Family, friends and hundreds of Edgartown’s finest gathered at the Old Whaling Church on Monday to honor the life of native son, senior statesman and war hero Ted Morgan.
“It is only fitting that we honor Ted Morgan on Patriot’s Day,” said town counsel and longtime friend Ron Rappaport during the ceremony. “And it is only fitting that we started precisely on time.”
Born and raised in Edgartown, Mr. Morgan enlisted in the Army at 19 and shipped off to Europe shortly thereafter, where he completed 25 plane jumps and endured a month of heavy combat during the D-Day invasion of Normandy. Although he retired from the army as a Lt. Colonel, Mr. Morgan returned to the Island and continued his service as an Edgartown selectmen for 30 years.
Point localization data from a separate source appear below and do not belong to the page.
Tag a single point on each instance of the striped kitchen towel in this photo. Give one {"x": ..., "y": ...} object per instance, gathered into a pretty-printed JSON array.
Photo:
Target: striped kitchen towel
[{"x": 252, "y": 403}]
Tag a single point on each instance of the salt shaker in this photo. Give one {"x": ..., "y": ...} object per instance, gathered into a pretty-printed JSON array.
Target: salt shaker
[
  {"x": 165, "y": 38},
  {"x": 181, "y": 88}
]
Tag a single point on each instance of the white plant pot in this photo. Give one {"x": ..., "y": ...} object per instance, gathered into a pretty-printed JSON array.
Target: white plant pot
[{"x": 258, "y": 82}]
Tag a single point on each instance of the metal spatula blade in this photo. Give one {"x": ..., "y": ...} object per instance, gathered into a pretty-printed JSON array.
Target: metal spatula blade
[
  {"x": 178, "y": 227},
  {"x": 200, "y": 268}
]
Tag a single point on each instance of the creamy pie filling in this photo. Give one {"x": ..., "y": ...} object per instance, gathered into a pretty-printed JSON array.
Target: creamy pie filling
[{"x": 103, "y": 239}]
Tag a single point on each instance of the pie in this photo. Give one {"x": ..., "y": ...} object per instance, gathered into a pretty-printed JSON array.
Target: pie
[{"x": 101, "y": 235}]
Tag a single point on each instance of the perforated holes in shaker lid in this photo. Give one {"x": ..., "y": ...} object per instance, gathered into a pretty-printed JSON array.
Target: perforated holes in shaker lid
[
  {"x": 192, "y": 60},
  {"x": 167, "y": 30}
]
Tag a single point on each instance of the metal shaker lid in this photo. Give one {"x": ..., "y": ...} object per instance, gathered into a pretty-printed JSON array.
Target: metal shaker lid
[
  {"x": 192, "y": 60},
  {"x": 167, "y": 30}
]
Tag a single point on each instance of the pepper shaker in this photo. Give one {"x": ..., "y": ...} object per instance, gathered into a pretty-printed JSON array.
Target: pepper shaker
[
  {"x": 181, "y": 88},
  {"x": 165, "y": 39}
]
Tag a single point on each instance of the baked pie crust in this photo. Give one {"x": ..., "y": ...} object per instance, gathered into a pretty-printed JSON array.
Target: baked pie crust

In a moving ceremony on Monday, those whose lives Mr. Morgan had touched honored his near-century of service to his family, town and country with heartfelt words of remembrance. Wreaths and carnations lined the stage of the Whaling Church, with Mr. Morgan’s coffin front and center, draped in an American flag.
“He truly was the embodiment of the greatest generation,” said former Edgartown fire chief Peter Shemeth. “And our lives are all better for having known him.”
Stories about Mr. Morgan brought tears and laughter to all in attendance.
Mr. Rappaport described Mr. Morgan’s involvement in the town’s various legal battles, including the purchase of South Beach and staunch defense of three-acre zoning. He recalled the trials always led to a similar refrain from Mr. Morgan: “Go get the bastards.”
“Win or lose, Ted had our backs,” Mr. Rappaport said.
There were other refrains less familiar to Mr. Morgan, Mr. Rappaport recalled. “Those included patience and the open meeting law,” he said, drawing chuckles.
Former longtime town administrator Peter Bettencourt remembered Mr. Morgan falling out of his famous swivel chair at a selectmen’s meeting one week. When he reappeared from beneath the table, Mr. Morgan acted like nothing had happened.
He recalled Mr. Morgan asking: “So, what’s next on the agenda?”
Mr. Shemeth described how on a cold winter night two years ago, a 95-year-old Ted Morgan stopped his Buick to get out and shake the hand of every member of the Edgartown fire department. Others talked about how Mr. Morgan made himself available at all times, even once responding to a 3 a.m. noise complaint about noisy ice machines at the former Shiretown Inn.
Mr. Bettencourt said Mr. Morgan went downtown in the middle of the night and unplugged the machines.
Mr. Rappaport also said one of Mr. Morgan’s favorite lines was “just do it.”
Selectman Michael Donaroma, who was raised by a single mother, described Ted as a father figure.
Mr. Morgan’s own children described growing up with a father who they could call their hero; a man who would throw golf clubs farther than his shot, a man who believed that learning the lesson was just as important as the lesson itself.
One of Mr. Morgan’s sons finished his own military career as a colonel.
“My father used to say, ‘We’ve got to do whatever he wants. He outranks me,’” Mr. Morgan’s son remembered. “But we all know no one outranks my father . . . rest in peace, Dad.”